Friday, June 29, 2012

On the Other Side of Capitalism

Despite deep discounts, no one walks into a certain children's clothing store before noon.  The four-generation family that owns the shop survives on a government pension paid to the widowed grandmother.  Great-grandmother has a small plot for farming.  There the family scratches out furrows and plants potatoes with hand tools.  Maybe they can produce a little extra food, then barter it to other Greeks who are doing the same thing.  At that level of economic activity, it is hard to see when things will get better.
This is more than austerity.  This is the breakdown of capitalism in Europe.  The Greeks do not have enough euros to participate in the common market, and things are getting worse.  The crisis  is not really about Greece leaving the euro zone.  The crisis is that the euros are leaving Greece and the euro zone is leaving with them.  It is all happening according to the best principles of capitalism.  A common currency.  Free flow of capital.  Free trade.
  Capitalism always destroys itself because the winners eventually drive the losers out of the market.  It takes money to participate in the market, and the better capitalists eventually end up with all the money.  This is the basic structural problem with capitalism, and it is the reason that capitalism never survives for long without external intervention.
  Governments save capitalism by propping up the losers and getting them back into the market.  This is not a permanent solution, nor is it capitalist.  Capitalists find it acceptable anyway because most of the time, capitalist principles prevail and times are good.  Even the non-capitalist intervention periods are good for the "strong hands," because austerity (or poverty) policies force the weak hands to sell good assets for low prices.

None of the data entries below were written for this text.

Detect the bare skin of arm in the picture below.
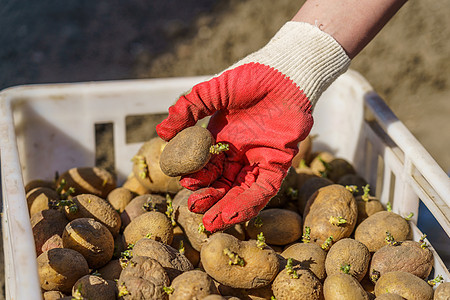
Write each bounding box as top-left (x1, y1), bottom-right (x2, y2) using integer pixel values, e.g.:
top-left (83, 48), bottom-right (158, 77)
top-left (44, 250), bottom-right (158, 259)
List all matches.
top-left (293, 0), bottom-right (407, 58)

  Growth, breakdown, intervention.  Growth, breakdown, intervention.  This cycle repeats because the rich have learned to finance the interventions.  This preserves the common currency, the free flow of capital, and free trade, but it does not fundamentally change anything.  The winners need the losers to stay in the game, and up to a point they are willing to pay for it.  On this side of capitalism there are no real solutions to economic breakdowns.  The solutions are on the other side of capitalism, where capitalists never look.
  Permanent improvements to economic stability require structural changes by government that will counteract capitalism's structural defects.  The basic requirement is this:  in any given market, the participants must be nearly equal to one another in economic strength.  That is, each market must be balanced.  Equals should compete against equals.  This requires the creation of new markets and currencies, enough so that each individual can participate in a suitable market.

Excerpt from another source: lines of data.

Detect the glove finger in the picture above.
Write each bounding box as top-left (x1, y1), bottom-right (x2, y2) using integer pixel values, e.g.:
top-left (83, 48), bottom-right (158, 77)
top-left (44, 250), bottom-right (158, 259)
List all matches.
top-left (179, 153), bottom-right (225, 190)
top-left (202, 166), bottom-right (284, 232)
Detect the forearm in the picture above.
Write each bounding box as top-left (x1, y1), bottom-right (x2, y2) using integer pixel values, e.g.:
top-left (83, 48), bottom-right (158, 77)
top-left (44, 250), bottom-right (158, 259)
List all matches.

  However, balancing the markets will not be a one-time event.  Since markets become unbalanced over time, as some participants gain and others lose, the government must monitor the markets and re-balance them as needed.  Those who prove themselves stronger will be moved to a stronger market.  Those who cannot keep up will be moved to a less-competitive market.
  Within any market, capitalist principles will prevail.  For interactions between markets, government oversight is necessary to prevent exploitation.  Common currency, free flow of capital, and free trade will not be allowed between markets, only within them.
  As a simple example, suppose Greece created an internal drachma-based market and moved its "troubled assets" and weaker capitalists into that market.  Strong Greek capitalists would remain in the euro zone and earn euros.  Perhaps then the Greek government and Greece's best capitalists could remain in the euro zone and deal with its euro debt from a stronger position.  With some flexibility regarding the euro zone agreements and the terms of the debt, this could be considered preserving the euro zone rather than breaking it up.
  Bringing back the drachma internally would give Greece the flexibility to prop up markets without any euros and get money to those in financial trouble.  The Greek government would manage exchanges between the euro zone and its internal market, including the exchange rate.  Capitalism and its advantages would be preserved in both markets.  At the same time, internal jobs and capital would be protected from the competition of the common market.  Without this protection, there is the danger that the strong hands will use these times of austerity to buy all the good Greek assets cheaply and leave the Greek people renting their own country from the Germans.
  Any result that leaves Germany owning Greece will not be a capitalist success.  Rather it will make a farce of European "unity" and show that "common markets" lead to economic oppression.  The only real solution is to put an economic "firewall" between the "strong hands" and the "weak hands" so that the poor are not hounded into destruction.
  Far from being strong and natural, capitalism is artificial, self-destructive, and ultimately weak.  It is a powerful economic machine, but only while it is working.  The capitalist euro zone is breaking down and needs help.  With real structural solutions, perhaps it can be preserved and stabilized.